Irwin Stelzer for the Times Online totally blows it with his analysis of the housing collapse. The headline Search for a scapegoat finds Greenspan sums it up nicely.

WITH investors having lost the odd trillion in recent weeks, the hunt is on for a scapegoat. Washington pundits are not famous for their kindness to politicians, regulators and other out-of-power figures to whom they no longer crave access. So it should come as no surprise that Alan Greenspan has been nominated as the culprit, and that the process of chipping away at the pedestal on which he stands has begun.

The first attack on Greenspan was one of those indirect, by-implication-only assaults in which government officials specialise. William Poole, president of the Federal Reserve Bank of St Louis, used a speech to property professionals to unburden himself of some thoughts on the nonprime mortgage market.

That market, Poole pointed out, matters to the Fed because of the importance of the housing industry to the overall economy, and the Fed’s regulatory responsibility for banks and practices in the mortgage market. He therefore finds it “odd” that the Fed and lenders did not realise that low interest rates in the 2002-4 period could not be maintained. Yet sub-prime borrowers were encouraged to take out adjust-able-rate mortgages (ARMs), many of which are now in default as a result of higher interest rates, leaving a trail of foreclosures and creating chaos in the market for mort-gage-backed securities.

What does all this have to do with Greenspan, who is nowhere mentioned in Poole’s rather elegant anal-ysis?

Greenspan’s main point was that “American consumers might benefit if lenders provided greater mortgage product alternatives to the traditional fixed-rate mortgage”. That has been the case, as Poole points out: “The bottom line is that more people have access to mortgage credit now than ever before . . . Despite its limitations and flaws, the nonprime market has served a large number of borrowers very well.”

Speaking of elegant anal-ysis that is exactly what Irwin Stelzer is guilty of. Where is the proof that access to mortgage credit has served a large number of nonprime borrowers well? One look at record numbers of foreclosures, should be enough to prove otherwise. Better yet let’s see a percentage of those who benefited vs. those who didn’t. Where’s the analysis?

With that, inquiring minds just might be asking: “Mish it sounds like you are arguing with the free market.

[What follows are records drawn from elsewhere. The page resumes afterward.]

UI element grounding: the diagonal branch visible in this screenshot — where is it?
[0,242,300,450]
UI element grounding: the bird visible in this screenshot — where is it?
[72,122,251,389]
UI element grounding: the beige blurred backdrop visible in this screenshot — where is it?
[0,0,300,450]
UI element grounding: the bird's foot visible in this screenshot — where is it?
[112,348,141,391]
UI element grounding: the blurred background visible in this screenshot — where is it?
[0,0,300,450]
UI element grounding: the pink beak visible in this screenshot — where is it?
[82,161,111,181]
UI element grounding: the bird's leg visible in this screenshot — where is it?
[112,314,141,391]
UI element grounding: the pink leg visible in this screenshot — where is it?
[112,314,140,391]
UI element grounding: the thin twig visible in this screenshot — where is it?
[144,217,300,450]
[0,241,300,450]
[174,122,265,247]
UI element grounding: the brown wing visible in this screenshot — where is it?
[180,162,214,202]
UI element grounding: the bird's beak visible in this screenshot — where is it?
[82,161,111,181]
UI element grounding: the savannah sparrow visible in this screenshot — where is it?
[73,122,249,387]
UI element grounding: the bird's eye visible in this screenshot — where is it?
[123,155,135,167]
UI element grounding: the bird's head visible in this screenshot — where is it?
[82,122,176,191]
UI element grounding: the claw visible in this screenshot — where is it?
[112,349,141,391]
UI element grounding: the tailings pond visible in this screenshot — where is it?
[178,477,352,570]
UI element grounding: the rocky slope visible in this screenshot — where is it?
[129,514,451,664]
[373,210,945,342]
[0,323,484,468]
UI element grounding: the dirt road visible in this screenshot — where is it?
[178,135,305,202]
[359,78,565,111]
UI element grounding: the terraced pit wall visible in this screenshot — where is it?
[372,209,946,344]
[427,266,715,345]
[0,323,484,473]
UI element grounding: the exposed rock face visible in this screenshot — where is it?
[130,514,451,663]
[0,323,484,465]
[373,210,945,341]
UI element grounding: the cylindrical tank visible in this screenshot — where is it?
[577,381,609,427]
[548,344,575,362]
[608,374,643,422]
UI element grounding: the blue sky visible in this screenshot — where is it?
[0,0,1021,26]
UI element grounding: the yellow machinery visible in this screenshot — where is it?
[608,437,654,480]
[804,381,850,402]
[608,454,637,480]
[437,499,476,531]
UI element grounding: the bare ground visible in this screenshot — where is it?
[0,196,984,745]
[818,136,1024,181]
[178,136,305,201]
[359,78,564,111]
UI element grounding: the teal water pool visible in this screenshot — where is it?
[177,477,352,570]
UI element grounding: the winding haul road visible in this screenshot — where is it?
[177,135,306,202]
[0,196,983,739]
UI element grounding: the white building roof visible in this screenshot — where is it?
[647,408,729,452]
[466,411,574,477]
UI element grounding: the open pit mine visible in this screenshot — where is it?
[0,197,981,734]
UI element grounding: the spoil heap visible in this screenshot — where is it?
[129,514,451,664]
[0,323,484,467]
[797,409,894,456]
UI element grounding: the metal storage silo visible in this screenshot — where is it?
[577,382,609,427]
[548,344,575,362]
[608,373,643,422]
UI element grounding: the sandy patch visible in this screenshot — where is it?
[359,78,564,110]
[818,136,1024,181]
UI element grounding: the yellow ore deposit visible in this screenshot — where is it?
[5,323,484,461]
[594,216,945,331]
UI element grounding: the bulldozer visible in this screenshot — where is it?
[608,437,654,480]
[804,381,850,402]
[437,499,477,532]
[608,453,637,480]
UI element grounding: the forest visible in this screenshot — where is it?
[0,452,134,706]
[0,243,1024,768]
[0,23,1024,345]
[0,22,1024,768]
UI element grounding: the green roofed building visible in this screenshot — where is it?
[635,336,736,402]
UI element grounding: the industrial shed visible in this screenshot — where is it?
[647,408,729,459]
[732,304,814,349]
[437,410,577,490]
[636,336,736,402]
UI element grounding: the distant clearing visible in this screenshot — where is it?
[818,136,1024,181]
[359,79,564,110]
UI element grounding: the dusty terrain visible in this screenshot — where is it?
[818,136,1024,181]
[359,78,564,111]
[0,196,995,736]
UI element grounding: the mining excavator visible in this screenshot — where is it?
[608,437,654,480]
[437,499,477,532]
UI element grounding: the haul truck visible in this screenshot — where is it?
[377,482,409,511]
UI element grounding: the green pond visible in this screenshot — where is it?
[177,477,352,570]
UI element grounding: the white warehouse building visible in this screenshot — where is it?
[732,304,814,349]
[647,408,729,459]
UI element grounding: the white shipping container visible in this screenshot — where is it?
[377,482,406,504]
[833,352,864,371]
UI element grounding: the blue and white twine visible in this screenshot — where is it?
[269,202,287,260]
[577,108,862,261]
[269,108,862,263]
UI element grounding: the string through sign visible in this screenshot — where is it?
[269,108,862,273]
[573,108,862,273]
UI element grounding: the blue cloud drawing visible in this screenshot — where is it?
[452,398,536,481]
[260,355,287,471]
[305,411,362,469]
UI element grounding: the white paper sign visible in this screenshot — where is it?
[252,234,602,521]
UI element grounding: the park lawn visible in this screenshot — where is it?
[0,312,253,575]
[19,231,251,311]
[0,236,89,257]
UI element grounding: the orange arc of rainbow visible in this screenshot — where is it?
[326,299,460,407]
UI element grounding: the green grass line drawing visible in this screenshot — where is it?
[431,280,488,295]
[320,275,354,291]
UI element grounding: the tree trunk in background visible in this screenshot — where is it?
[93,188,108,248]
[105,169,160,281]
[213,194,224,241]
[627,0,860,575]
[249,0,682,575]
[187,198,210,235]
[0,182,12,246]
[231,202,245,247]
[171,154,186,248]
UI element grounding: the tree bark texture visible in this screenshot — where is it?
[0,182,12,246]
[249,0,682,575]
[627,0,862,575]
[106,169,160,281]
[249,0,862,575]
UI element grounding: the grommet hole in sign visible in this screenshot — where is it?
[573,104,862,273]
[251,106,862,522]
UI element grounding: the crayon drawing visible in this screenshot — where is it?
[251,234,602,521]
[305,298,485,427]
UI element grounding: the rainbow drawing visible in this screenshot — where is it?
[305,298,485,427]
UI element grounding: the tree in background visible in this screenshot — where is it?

What kind of libertarian are you anyway? Didn’t the free market create those products?”

No, the free market did not create those products. Those products came about largely because …..

  • Greenspan slashed interest rates to 1%.
  • Bush promoted an “Ownership Society”.
  • The HUD subsidized loans to those who could not afford them.
  • Congress created Fannie Mae and Freddie Mac under misguided policies to make housing affordable. Those policies backfired.
  • Tax breaks promoted housing.
  • The Fed let speculation get out of hand.
  • The Fed does not believe in popping asset bubbles but does believe in bailing out banks and lending institutions in the wake of popped asset bubbles. This creates a moral hazard and promotes speculative lending.

None of the above has anything to do with free market forces. Nor does the housing bubble itself. Thus the questions I asked Irwin Stelzer earlier are in practice moot. So what if “many” benefited from those lending practices. I believe more were harmed. But whether or not some select few (or many as Irwin Stelzer thinks) benefited from those policies is irrelevant.

What matters is that inflation benefits those with first access to money (banks, brokerage houses, etc). By the time mortgage standards were low enough for everyone to partake in the boom, the boom was nearly over. That makes these bubble blowing polices of the Fed, Congress, and the administration morally corrupt and that is why the Fed should be abolished and that is why Ron Paul should be elected. And finally that is why Irwin Stelzer is guilty of elegant anal-ysis. Greenspan is not a scapegoat. Greenspan, Bernanke, and the Fed, in conjunction with inane Congressional and Bush Administration policies is the problem. Implementation of free market strategies with a sound currency backed by gold as the constitution stipulates, in conjunction with sound fiscal policies by Congress is the cure.